How to Make an Attractive City

So few cities are nice, and very, very few out of many thousands are really beautiful. Embarrassingly, the more appealing ones tend to be old. We haven’t put up a single beautiful city since about 1905,

Alain de Botton (@alaindebotton) thinks that the obstacles to building beautiful cities are not economic. Collectively we’ve got enough money, but we face two main problems:

  • Intellectual confusion: We think no one has a right to say what’s beautiful and what’s ugly. This confusion is horribly useful too greedy property developers. If there is no such thing as beauty, they can get away with murder. There is such a thing as beauty. Sydney and San Francisco and Bath and Bordeaux have it, and most other places don’t. The proof lies in tourism statistics. No one’s ever willingly taken a holiday in Frankfurt or new Birmingham.
  • Lack a political will: We’ve abandoned the design of cities to the greedy rich. We’ve given up believing in democracy. We face and have lost the battle between the public good and commercial opportunism. There will always be a greedy slick lobby fighting for ugly development but we can say no. Beautiful cities have only ever been created when governments impose strict and ambitious regulations to keep the greedy private guys in check.

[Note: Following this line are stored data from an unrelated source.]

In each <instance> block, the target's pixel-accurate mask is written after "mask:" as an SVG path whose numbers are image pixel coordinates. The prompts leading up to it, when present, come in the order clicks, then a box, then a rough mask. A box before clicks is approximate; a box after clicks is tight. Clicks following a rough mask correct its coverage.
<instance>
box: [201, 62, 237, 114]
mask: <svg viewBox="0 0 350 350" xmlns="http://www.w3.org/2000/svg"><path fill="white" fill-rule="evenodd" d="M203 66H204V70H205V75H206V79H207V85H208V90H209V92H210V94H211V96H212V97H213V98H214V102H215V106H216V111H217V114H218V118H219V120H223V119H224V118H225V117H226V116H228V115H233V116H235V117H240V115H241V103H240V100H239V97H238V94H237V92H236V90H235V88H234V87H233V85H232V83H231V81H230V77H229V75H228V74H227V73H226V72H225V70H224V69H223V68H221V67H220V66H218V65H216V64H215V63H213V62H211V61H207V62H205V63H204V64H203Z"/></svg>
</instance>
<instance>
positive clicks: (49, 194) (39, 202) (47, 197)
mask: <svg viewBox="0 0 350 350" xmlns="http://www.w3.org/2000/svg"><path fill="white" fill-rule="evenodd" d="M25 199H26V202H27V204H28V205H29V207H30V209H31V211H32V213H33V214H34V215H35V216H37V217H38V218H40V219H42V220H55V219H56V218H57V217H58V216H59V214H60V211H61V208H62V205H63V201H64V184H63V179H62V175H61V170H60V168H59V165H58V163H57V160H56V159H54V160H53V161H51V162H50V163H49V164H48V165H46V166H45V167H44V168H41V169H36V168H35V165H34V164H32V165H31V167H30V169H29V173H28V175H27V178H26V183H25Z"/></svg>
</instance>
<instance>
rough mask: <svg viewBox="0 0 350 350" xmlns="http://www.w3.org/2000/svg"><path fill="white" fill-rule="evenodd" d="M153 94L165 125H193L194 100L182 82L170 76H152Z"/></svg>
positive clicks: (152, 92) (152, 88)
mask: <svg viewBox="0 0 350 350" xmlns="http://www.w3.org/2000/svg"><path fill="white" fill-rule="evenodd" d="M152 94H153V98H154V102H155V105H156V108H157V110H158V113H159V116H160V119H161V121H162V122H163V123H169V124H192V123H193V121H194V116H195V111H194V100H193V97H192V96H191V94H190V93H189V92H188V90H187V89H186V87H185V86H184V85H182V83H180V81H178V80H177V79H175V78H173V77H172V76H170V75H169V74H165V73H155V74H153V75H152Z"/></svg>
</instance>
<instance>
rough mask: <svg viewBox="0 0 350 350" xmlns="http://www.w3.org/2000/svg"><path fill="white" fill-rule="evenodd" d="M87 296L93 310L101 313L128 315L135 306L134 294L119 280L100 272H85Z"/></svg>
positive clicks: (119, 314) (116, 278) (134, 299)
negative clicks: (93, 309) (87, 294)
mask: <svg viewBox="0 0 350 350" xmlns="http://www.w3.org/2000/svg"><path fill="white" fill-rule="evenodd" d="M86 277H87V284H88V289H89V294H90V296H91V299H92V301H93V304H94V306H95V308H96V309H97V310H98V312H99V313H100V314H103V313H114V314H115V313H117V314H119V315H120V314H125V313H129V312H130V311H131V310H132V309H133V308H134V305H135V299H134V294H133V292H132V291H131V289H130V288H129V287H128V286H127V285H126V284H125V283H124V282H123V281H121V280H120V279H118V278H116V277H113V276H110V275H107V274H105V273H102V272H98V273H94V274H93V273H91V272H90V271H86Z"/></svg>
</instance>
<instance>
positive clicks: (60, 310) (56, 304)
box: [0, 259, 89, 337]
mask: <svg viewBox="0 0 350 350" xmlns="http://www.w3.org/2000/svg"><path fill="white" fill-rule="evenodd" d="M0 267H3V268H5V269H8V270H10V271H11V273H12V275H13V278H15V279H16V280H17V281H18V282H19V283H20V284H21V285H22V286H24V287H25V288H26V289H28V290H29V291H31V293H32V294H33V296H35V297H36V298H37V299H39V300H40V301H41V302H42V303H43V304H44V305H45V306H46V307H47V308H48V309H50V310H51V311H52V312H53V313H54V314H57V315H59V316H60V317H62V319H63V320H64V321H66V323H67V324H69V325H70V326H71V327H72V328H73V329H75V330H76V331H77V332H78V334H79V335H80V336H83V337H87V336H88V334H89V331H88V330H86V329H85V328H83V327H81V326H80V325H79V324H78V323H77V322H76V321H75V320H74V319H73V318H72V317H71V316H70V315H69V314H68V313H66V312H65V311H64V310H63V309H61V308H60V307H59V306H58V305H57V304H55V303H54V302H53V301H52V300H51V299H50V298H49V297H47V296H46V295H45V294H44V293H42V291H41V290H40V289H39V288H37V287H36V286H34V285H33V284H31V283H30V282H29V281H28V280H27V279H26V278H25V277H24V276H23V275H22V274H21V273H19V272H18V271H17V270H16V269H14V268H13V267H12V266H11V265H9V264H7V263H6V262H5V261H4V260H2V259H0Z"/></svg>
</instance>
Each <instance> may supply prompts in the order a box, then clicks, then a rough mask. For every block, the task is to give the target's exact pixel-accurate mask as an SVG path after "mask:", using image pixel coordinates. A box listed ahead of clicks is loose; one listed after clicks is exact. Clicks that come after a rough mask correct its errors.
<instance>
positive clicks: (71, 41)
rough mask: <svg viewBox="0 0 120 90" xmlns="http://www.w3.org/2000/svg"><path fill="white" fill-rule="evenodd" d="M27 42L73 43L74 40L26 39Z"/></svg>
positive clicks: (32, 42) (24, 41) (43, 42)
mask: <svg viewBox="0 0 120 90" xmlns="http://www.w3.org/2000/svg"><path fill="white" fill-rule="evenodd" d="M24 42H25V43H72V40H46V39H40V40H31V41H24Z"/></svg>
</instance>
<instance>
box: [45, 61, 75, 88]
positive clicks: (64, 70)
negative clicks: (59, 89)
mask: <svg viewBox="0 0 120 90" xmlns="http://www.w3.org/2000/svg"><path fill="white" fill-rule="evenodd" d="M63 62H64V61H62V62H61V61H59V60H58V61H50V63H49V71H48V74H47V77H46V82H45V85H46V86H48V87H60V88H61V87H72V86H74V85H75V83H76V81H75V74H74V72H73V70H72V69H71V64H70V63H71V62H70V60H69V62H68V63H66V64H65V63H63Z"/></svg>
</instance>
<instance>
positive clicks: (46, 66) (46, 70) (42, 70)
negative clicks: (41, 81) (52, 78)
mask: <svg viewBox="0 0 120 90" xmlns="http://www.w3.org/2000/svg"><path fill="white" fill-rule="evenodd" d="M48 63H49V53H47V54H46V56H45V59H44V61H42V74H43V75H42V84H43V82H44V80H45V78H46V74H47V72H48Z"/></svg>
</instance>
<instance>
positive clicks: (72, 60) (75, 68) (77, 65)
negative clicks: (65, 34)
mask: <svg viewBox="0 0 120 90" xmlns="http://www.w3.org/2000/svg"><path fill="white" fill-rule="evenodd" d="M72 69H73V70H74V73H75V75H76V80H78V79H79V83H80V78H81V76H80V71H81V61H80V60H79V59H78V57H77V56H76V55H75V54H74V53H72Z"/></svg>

Alain de Botton has put together a manifesto about how to make attractive cities. Let’s not keep saying beauty is just in the eye of the beholder. There are six fundamental things a city needs to get right:

  • Order and Variety: Balance, symmetry, and repetition are pleasing to humans. A love of order is one of the reasons people love Paris. However excessive order feels alien. The key is to create the kind of “organized complexity”
  • Visible Life: People are happiest when they live in densely packed areas where the human comedy is on full display.
  • Compact: A compact city like Barcelona, Spain, uses a fraction of the energy of sprawling Phoenix, Arizona. All of the most beautiful compact cities have human-scaled squares where people can gather. Ideally, the squares are no more than 100 feet (30 meters) in diameter so that you can make out a person’s face on the other side—lest they become alienating. “Nobody’s built a good square on the planet for decades,” he says.
  • Orientation and Mystery: A city should be easy to navigate for both humans and vehicles, with big boulevards for orientation and warrens of alleyways and small streets to allow us to wander and create a sense of mystery and exploration.
  • Scale: The ideal human scale is five stories high; anything more starts to make humans feel insignificant, small, and trivial.
  • Local: The deadening sameness of cities is a problem. Cities have to use locally sourced materials and build architecture that is born from the specific culture, climate, history, and social traditions of a given place.

While I love the idea of “organized complexity”, I cannot agree on some other points. A city like New York does not make me feel insignificant, small or trivial. Quite the contrary. The Big Apple’s concentration of towers is admirable and I wouldn’t say that Times Square is exactly alienating.

So, I have to agree with de Botton that we are not going to agree to the very last point about what a beautiful city is, but also that we need to get more scientific and identify the principles behind cities’ appeal. It will be the only way to get out of intellectual confusion. Not so sure about the lack of political will.